Each of these dining areas, a loft, a main room and a wine bar, is outfitted with a mix of functional accessories, like filament bulbs, and romantic ones, like swooping velvet drapes. The elegant marble bar is a copy of one that Mr. Gulas admired during a trip to his beloved Budapest, where he was born.
The best way to begin a meal at Satis is with a chef’s selection of meats and cheeses. It might include Murcia al Vino, a buttery goat cheese from Spain with a wine-soaked rind; or tartufo, a peppery, spiced salame whose smoky essence is the product of fragrant black summer truffles.
The bread that accompanies these items is appealingly tangy, and no wonder: it’s made using wine in the starter.
The apricot confit served with the chef’s selection is the essence of ripe, summer fruit. It and every other item on the platter may tempt you to make an entire meal of bread, cheese, cured meat — and wine. The bar offers a vast selection, including 47 that you can order by the glass.
Beyond the products of the salumeria are other treasures. An involtini, or delicate eggplant roll, oozes peppery La Quercia prosciutto and melted buffalo mozzarella cheese. The pâté de campagne that Mr. Fiorianti prepares from duck and pork livers exemplifies the best of country cooking: it emphasizes fat and highlights its virtues.
In contrast to these heartier appetizers, the arugula salad is both ethereal, thanks to a vinaigrette that Mr.

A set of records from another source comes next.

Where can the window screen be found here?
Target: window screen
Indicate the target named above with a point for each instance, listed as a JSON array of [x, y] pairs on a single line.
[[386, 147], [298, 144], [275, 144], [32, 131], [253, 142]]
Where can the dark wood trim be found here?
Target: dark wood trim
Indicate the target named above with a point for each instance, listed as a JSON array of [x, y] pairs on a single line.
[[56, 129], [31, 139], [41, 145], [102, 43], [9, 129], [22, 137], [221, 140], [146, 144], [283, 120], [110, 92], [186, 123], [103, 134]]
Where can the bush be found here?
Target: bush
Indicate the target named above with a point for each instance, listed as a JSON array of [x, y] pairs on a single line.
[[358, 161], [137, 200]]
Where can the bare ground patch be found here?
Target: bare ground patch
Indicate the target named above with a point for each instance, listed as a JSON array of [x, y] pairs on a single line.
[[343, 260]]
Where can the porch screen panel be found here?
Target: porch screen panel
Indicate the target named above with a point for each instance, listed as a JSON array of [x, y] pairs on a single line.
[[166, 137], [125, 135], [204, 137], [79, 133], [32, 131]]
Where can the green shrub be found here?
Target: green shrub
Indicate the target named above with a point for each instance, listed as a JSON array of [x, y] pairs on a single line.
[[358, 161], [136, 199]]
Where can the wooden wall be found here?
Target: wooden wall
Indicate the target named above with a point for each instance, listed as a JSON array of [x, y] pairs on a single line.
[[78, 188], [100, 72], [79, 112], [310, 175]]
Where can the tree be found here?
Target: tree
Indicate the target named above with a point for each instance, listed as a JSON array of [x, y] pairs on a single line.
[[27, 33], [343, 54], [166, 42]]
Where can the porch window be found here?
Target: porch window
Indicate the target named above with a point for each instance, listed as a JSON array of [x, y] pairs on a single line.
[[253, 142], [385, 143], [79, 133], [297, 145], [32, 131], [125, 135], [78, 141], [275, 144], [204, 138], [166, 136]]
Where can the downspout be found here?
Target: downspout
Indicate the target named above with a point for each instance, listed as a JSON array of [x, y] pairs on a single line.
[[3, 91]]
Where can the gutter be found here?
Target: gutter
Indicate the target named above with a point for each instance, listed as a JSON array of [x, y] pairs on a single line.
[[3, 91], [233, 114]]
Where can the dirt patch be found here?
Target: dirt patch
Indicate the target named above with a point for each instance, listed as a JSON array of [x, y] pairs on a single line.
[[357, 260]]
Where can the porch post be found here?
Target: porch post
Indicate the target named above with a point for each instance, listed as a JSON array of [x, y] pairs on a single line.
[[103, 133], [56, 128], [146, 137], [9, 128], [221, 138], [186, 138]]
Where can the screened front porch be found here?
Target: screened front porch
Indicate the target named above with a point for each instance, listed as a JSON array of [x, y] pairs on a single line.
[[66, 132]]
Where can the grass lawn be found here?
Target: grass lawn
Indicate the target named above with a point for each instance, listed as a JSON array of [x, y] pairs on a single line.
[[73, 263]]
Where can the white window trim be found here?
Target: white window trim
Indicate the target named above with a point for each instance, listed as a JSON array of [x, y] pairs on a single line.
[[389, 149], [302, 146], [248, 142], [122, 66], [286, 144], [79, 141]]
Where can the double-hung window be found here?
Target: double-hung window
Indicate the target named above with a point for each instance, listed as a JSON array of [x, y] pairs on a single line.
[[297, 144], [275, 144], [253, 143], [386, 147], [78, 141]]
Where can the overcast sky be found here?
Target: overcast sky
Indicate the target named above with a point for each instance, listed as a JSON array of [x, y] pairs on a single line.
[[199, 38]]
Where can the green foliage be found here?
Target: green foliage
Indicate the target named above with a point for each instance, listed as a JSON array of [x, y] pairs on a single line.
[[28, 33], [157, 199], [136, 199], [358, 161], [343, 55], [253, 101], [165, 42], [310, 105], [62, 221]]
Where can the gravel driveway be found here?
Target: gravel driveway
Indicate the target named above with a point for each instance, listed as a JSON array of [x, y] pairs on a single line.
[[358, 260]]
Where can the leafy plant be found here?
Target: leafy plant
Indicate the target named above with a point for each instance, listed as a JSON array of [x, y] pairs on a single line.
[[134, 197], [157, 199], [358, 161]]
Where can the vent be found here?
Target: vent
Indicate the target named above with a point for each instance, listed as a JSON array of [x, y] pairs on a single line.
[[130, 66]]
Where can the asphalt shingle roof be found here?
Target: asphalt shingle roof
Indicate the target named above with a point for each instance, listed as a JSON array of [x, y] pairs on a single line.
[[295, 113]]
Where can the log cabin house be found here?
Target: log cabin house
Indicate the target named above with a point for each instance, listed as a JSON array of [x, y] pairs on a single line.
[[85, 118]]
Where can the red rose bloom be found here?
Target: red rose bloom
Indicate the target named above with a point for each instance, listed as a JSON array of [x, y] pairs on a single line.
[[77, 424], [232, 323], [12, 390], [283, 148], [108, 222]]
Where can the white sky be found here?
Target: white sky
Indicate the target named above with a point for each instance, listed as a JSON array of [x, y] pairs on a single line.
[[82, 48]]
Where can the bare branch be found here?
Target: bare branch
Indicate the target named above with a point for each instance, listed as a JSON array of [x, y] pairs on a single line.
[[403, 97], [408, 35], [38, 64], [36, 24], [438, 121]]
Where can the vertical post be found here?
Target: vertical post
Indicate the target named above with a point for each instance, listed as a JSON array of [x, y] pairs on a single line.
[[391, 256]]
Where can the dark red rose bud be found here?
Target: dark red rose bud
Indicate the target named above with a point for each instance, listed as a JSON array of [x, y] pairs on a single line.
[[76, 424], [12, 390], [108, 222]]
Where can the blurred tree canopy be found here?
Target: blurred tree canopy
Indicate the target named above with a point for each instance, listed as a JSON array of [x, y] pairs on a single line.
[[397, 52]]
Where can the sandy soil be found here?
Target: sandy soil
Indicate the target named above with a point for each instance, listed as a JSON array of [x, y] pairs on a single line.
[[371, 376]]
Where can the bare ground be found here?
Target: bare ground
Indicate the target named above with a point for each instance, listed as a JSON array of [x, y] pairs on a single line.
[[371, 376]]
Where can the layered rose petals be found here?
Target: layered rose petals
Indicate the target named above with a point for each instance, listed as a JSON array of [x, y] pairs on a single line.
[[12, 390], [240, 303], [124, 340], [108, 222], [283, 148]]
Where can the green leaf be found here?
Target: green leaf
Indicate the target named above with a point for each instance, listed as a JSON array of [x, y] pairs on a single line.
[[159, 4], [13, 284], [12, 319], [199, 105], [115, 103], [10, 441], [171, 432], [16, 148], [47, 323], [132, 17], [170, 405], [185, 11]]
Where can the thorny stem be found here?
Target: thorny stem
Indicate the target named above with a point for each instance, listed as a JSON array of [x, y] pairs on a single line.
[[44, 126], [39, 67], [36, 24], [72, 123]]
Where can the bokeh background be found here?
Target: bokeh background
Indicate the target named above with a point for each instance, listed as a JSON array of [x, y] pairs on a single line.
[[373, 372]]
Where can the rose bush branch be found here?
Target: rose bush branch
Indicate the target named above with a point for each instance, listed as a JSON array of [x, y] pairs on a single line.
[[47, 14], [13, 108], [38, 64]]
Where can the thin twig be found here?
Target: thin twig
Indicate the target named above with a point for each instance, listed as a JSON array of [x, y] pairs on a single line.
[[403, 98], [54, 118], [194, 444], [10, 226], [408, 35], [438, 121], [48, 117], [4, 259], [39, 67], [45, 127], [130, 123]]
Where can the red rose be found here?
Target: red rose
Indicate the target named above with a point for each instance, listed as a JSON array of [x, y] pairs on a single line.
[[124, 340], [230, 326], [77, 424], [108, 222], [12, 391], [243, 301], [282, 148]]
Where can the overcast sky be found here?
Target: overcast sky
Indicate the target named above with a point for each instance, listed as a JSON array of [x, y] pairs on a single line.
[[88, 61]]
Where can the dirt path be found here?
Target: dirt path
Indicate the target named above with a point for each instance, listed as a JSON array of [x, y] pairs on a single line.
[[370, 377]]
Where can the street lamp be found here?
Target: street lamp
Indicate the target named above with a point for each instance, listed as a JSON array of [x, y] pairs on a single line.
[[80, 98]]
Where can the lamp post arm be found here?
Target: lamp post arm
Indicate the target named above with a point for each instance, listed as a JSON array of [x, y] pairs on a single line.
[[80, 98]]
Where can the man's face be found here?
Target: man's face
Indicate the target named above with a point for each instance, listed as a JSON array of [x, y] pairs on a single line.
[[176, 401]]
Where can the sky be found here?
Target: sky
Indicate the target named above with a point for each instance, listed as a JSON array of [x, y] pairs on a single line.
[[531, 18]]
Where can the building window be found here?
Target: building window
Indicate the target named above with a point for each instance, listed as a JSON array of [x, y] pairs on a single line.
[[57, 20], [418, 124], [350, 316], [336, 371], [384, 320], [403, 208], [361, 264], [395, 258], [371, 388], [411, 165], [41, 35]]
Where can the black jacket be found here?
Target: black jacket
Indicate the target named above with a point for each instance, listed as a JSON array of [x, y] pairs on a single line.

Fiorianti lightens with fennel, and seductive, a result of the extra-sharp parmigiano-reggiano he shaves onto the greens.
Seductive also describes the restaurant’s signature dates wrapped in bacon — sweet, salty, smoky packets of pleasure. Everywhere you look around the candlelit space, you see people tossing these back like candy.
You expect a restaurant built around a salumeria to feature perfectly cooked meats, and Satis obliges. It produces a filet mignon so rich it pops in the mouth with the lusty flavor of ripe beef, and a hanger steak with a hard crust and a silky, moist interior.
But can a restaurant so devoted to beef and salami work the same magic with seafood? The creamy diver scallops, each about an inch in diameter, prove that it can.
Brussels sprouts, which accompany the scallops, are also available as a side dish, afloat in a golden stew of caramelized Vidalia onions. During the weeks after I ate them, I ordered brussels sprouts in every restaurant I visited, but eventually I gave up. No place makes them like Satis. As one of my companions said, “Everything here is just better than the usual version of everything anywhere else.”
Desserts include an irresistible sweet potato maple pecan cobbler, a German chocolate cake sundae and gelati in unusual flavors, like ricotta, custard and Elvis Presley (banana with a peanut butter swirl).
All restaurants have flaws, but when I asked the five people who accompanied me to Satis to name any, only one person could: The baby carrots served with her hanger steak were undercooked and a little bitter.
Well, maybe, but otherwise our meals were almost perfect.